Parte da influência do dólar na inflação se dá pelo encarecimento de
itens importados que não podem ser substituídos por similares nacionais.
O grupo francês Saint Gobain, que atua no Brasil nos ramos de
fabricação e varejo de material de construção, estuda o repasse da alta
dos insumos importados.
Eles chegam a representar 30% do custo de alguns produtos. “Como a
inflação sobe mais depressa do que a possibilidade de cortar custos,
precisaremos aumentar os preços”, diz Thierry Fournier, presidente do
Saint Gobain. O aumento, ao longo de 2015, deve ficar entre 5% e 6%.
Efeito vantajoso
Já as indústrias que exportam esperam um efeito benéfico com a
desvalorização do real. “Acreditamos que o dólar vá ficar acima de 3
reais, o que nos dá uma vantagem competitiva”, diz Luís Gustavo Iensen,
diretor internacional da fabricante de motores elétricos WEG, de Santa
Catarina.
Iensen projeta que, ao se confirmar o cenário, a fatia das exportações
no faturamento da WEG poderá aumentar 10 pontos e chegar a 60% nos
próximos cinco anos.

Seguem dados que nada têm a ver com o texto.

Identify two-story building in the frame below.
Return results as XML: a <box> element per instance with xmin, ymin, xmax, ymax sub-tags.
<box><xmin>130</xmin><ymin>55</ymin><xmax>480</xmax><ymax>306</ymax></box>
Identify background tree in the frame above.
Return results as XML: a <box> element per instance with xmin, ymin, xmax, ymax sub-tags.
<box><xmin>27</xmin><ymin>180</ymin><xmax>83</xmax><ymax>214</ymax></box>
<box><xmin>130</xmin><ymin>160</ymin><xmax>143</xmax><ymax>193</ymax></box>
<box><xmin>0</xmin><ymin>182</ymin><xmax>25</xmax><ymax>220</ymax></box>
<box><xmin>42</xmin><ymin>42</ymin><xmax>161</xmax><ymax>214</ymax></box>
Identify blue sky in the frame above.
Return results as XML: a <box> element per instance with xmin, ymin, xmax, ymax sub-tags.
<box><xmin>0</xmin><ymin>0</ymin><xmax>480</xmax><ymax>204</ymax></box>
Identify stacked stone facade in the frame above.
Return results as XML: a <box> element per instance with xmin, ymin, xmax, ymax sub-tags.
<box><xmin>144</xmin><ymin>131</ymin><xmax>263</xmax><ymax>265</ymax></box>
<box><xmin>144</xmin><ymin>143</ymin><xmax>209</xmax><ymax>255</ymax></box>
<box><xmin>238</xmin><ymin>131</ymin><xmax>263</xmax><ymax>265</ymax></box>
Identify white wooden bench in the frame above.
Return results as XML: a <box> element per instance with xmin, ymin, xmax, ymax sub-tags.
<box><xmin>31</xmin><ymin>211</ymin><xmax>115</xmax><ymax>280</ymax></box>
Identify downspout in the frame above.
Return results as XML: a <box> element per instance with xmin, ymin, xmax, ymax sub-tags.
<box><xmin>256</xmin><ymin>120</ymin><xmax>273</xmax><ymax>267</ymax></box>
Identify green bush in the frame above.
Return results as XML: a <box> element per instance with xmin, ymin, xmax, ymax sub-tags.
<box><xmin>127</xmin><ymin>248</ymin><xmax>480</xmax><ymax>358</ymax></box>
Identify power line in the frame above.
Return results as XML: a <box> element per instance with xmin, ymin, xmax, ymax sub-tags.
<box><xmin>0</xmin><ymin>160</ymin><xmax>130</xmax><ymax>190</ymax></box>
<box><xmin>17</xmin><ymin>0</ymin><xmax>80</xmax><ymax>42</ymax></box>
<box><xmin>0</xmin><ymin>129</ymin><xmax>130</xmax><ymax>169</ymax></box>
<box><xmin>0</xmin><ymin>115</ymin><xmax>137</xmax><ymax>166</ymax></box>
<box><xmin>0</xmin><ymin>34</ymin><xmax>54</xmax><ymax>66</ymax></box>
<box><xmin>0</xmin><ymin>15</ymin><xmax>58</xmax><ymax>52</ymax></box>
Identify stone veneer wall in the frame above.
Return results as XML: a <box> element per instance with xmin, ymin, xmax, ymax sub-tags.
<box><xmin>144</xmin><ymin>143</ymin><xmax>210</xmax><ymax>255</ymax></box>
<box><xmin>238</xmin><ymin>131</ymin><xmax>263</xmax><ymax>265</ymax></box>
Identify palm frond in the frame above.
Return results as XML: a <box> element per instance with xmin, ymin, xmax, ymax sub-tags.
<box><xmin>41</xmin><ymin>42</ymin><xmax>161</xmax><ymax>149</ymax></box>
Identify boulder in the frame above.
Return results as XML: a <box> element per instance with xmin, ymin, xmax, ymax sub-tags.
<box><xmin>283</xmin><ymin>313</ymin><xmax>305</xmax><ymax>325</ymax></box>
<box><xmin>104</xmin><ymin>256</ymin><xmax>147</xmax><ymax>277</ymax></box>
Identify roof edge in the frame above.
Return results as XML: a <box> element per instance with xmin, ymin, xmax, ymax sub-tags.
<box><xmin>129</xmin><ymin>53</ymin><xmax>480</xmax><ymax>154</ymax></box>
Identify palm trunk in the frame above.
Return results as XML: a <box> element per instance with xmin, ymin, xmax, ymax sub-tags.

Outro efeito vantajoso para a indústria é a chance
de substituir importações. Boa parte do aumento da demanda por bens de
consumo na última década foi atendida por produtos vindos do exterior.
“O período de apreciação cambial coincide com a virada na balança
comercial da indústria: de um superávit de 6 bilhões de dólares, em
2006, para um déficit de 109 bilhões, no ano passado”, disse Armando
Monteiro, ministro do Desenvolvimento, Indústria e Comércio Exterior, em
entrevista a EXAME.
No setor têxtil, que fechou o ano passado com déficit de 6 bilhões de
dólares — 94% dele causado por artigos asiáticos —, as mudanças já
começaram. Confecções nacionais estão ampliando as vendas para
substituir roupas que as lojas importavam. A Associação Brasileira da
Indústria Têxtil e de Confecção estima queda de 6% nas importações e
aumento de 5% nas exportações neste ano.
Esse movimento não deverá reverter o quadro geral, que aponta uma queda
da produção de 0,5% em 2015. “A saída para amenizar a retração no
mercado interno é exportar mais, e o câmbio atual oferece oportunidades
para isso”, diz Rafael Cervone, presidente da associação e sócio da
Technotex, confecção do interior paulista.
Mas não dá para esperar um boom de exportações. A recente valorização
do dólar foi em boa medida corroída pela inflação, que se manteve sempre
perto do teto da meta de 6,5% nos últimos anos. Com ajustes calculados
pela inflação, o real ainda é considerado valorizado.
Nas contas de Nelson Marconi, professor de economia da Fundação Getulio
Vargas, a preços de 2015, o dólar se manteve acima de 4 reais entre
1999 e 2004 — o pico foi de 5,86 em 2002. O patamar atual está,
portanto, bem abaixo do que atingiu naquele período. “A desvalorização
do real poderia ser maior se a inflação fosse menor”, diz Marconi. De
todos os ângulos que se olhe, há ainda muito ajuste pela frente.